I hate to comment on the circus which is currently entertaining the masses, but I can’t resist commenting on this article (which was passed along by a commenter).
The article, by Conor Friedersdorf, is perfectly wrong – almost incredibly so. I still can’t quite believe someone actually wrote this and got it published in a respectable place.
Here’s the meat of the article:
For him [i.e. Newt], specific policy improvements can’t just be undertaken. It is first necessary to "fundamentally" change the federal government, or whatever piece of it is performing sub-optimally — in this case, the State Department. Of course, if Bolton kicked off his tenure as Secretary of State [in a Newt administration] by attempting a "complete, thoroughgoing transformation" of the agency, including the culture of its employees, the certain outcome would be that he’d accomplish nothing.

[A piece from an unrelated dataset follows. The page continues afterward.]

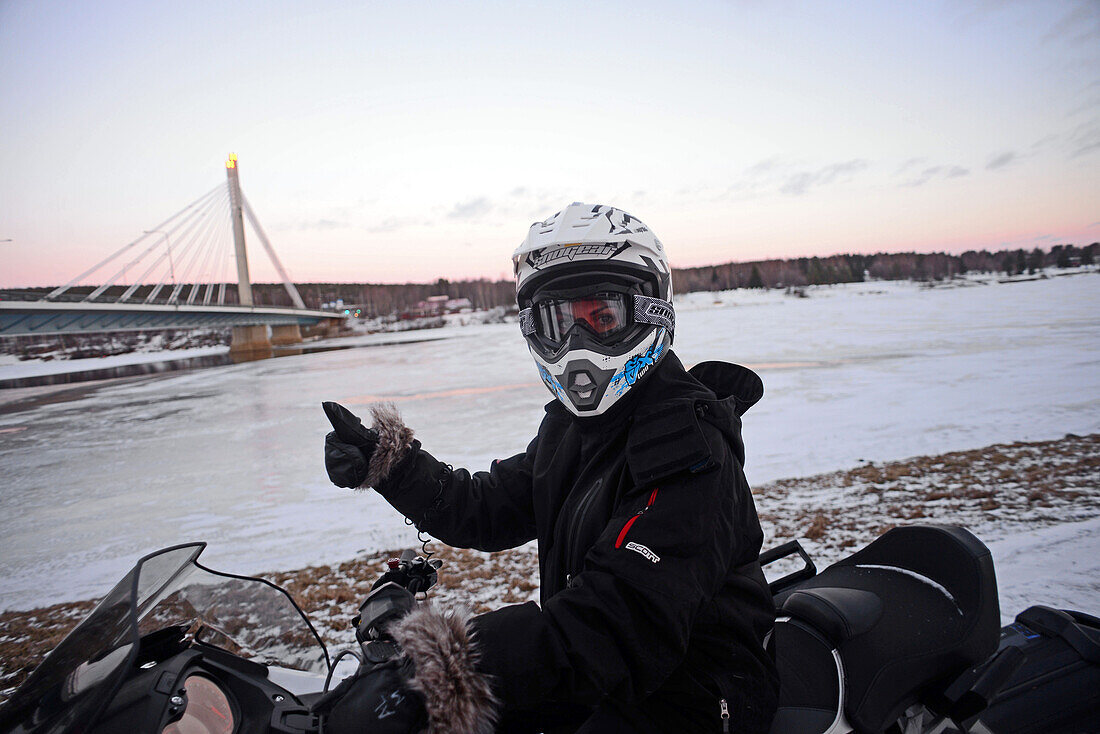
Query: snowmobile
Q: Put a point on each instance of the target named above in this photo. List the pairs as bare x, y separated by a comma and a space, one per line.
901, 637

Take a moment to savor the "be undertaken" in the first sentence. Everything written about "policy improvements" should be written passively, so as to not betray the real actors (i.e. the bureaucracy).
The situation here is (presumably) that Newt wants to have some policy improvements "be undertaken" and his favored policy improvements run counter to those favored by the State Department. If Newt has some policy ideas that he wants to be undertaken in the area of foreign relations, and if these policy ideas run counter to the positions of the State Department, we all know whose policy ideas will triumph. In case you’re confused, the State Department’s ideas will be undertaken, Newt’s ideas will not. Since Ronald Reagan, Republicans have tried to work with entrenched bureaucracies whose ideas of policy improvements are counter to their own. The results are in, and the bureaucracy wins in the end.
Gingrich then, far from being crazy, is correct. If he has policy improvements that must be enacted by the State Department, and if these ideas would be opposed by the State Department, enacting them is a waste of time. Even if they were nominally enacted, they would not be implemented or enforced.
Interestingly, Friedersdorf in part stumbles on the correct conclusion when he says that Newt would accomplish nothing if he set out to change the State Department. After all, as President, Newt could only replace a few State Department employees. The vast majority of the employees of the Department would not change and it’s impossible to change an institution whose membership you cannot change.
This is why voting is a waste of your time. Even if you like Newt’s policies, he can’t possibly enact them.